Mała kapliczka w Suszcu
Kapliczka na betonowym słupie
Pozostajemy jeszcze w Suszcu. Tym razem ulica Powstańców Śląskich 5 i kapliczka u pani Marii Polczyk.
Stoi na słupie betonowym, w metalowej obudowie, a w środku mieści się obrazek Matki Boskiej Częstochowskiej. Podczas robienia zdjęć właściciel domu wyszedł przed furtkę, zaciekawiony kto to interesuje się jego kapliczką. Poprosiłyśmy go o wyrażenie zgody na zdjęcie. Babcia zapytała pana, ile lat ma ta kapliczka.

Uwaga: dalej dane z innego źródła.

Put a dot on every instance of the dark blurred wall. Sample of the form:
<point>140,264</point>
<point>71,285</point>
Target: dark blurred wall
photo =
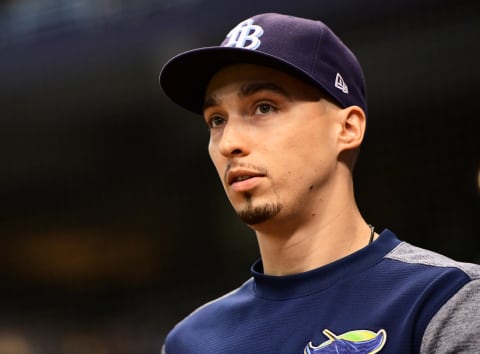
<point>114,224</point>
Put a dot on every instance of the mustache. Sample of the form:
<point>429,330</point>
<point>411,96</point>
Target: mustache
<point>248,166</point>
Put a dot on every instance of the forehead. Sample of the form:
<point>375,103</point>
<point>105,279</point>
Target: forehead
<point>240,77</point>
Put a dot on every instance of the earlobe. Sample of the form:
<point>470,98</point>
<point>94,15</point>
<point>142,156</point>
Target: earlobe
<point>353,127</point>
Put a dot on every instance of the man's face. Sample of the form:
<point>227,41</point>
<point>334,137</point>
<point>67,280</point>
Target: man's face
<point>272,141</point>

Pan zawołał swoją żonę, bo dom ten należał do jej rodziców. Właścicielka domu, pani Maria, powiedziała nam, że okoliczności powstania kapliczki nie są znane. Wie tylko, że wcześniej ta kapliczka wisiała na rosnącym w pobliżu drzewie. Powiesił ją dziadek Jakub Łata. Potem uległa zniszczeniu i jej rodzice Maria i Franciszek łata postawili ją w takiej formie jak obecnie. Zdjęcia pozwolono nam robić. Pani Maria Polczyk opiekuje się teraz tą kapliczką po swoich dziadkach. Piękna historia.

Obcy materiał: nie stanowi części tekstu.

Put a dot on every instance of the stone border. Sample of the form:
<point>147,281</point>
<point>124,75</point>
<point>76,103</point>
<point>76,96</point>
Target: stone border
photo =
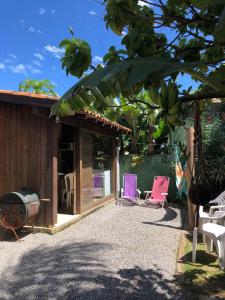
<point>56,229</point>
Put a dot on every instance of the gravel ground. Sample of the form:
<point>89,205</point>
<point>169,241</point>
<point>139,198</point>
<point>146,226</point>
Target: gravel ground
<point>116,253</point>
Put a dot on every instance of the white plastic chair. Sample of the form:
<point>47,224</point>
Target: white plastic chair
<point>216,233</point>
<point>211,233</point>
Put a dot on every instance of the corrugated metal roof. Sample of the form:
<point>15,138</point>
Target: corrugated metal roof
<point>45,100</point>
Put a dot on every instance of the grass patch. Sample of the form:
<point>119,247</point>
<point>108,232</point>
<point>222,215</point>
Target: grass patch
<point>202,277</point>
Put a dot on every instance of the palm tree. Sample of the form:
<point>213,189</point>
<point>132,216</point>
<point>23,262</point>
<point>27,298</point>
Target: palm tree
<point>38,87</point>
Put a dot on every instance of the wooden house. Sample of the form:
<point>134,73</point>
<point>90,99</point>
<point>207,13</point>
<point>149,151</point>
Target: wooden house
<point>37,151</point>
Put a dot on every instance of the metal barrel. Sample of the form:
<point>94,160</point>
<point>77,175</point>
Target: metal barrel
<point>16,208</point>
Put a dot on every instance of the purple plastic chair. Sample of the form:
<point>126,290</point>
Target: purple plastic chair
<point>159,190</point>
<point>98,185</point>
<point>130,192</point>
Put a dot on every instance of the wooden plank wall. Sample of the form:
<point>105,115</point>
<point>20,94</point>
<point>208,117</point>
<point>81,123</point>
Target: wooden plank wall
<point>86,175</point>
<point>28,157</point>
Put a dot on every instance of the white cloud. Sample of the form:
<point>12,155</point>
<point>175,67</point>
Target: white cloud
<point>2,66</point>
<point>142,3</point>
<point>33,70</point>
<point>13,56</point>
<point>31,29</point>
<point>37,63</point>
<point>20,68</point>
<point>39,56</point>
<point>42,11</point>
<point>55,51</point>
<point>92,13</point>
<point>97,59</point>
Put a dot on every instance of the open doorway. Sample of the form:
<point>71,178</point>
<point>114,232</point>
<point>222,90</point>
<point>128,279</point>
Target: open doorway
<point>66,170</point>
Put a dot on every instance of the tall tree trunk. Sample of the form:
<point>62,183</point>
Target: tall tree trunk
<point>150,139</point>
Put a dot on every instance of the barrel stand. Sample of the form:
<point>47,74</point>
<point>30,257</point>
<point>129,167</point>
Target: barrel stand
<point>7,227</point>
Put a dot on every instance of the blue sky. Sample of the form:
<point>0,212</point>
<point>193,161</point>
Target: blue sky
<point>32,30</point>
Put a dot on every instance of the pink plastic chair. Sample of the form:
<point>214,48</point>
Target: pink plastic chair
<point>159,190</point>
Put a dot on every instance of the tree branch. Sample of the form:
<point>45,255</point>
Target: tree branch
<point>202,96</point>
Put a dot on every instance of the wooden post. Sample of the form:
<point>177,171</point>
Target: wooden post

Moja babcia również powiesiła nad wejściem do swojego domu w Orzeszu, kapliczkę ludyczną z Matką Boską Zielną, którą zamówiła u pana Jerzego Kamińskiego, artysty z Barłożna na Kociewiu. Kapliczka została ufundowana przez babcię dla bliskiej osoby z rodziny, z myślą o jej zdrowiu, bowiem od lat osoba ta choruje przewlekle i nieuleczalnie. Ale o tej kapliczce napiszę później.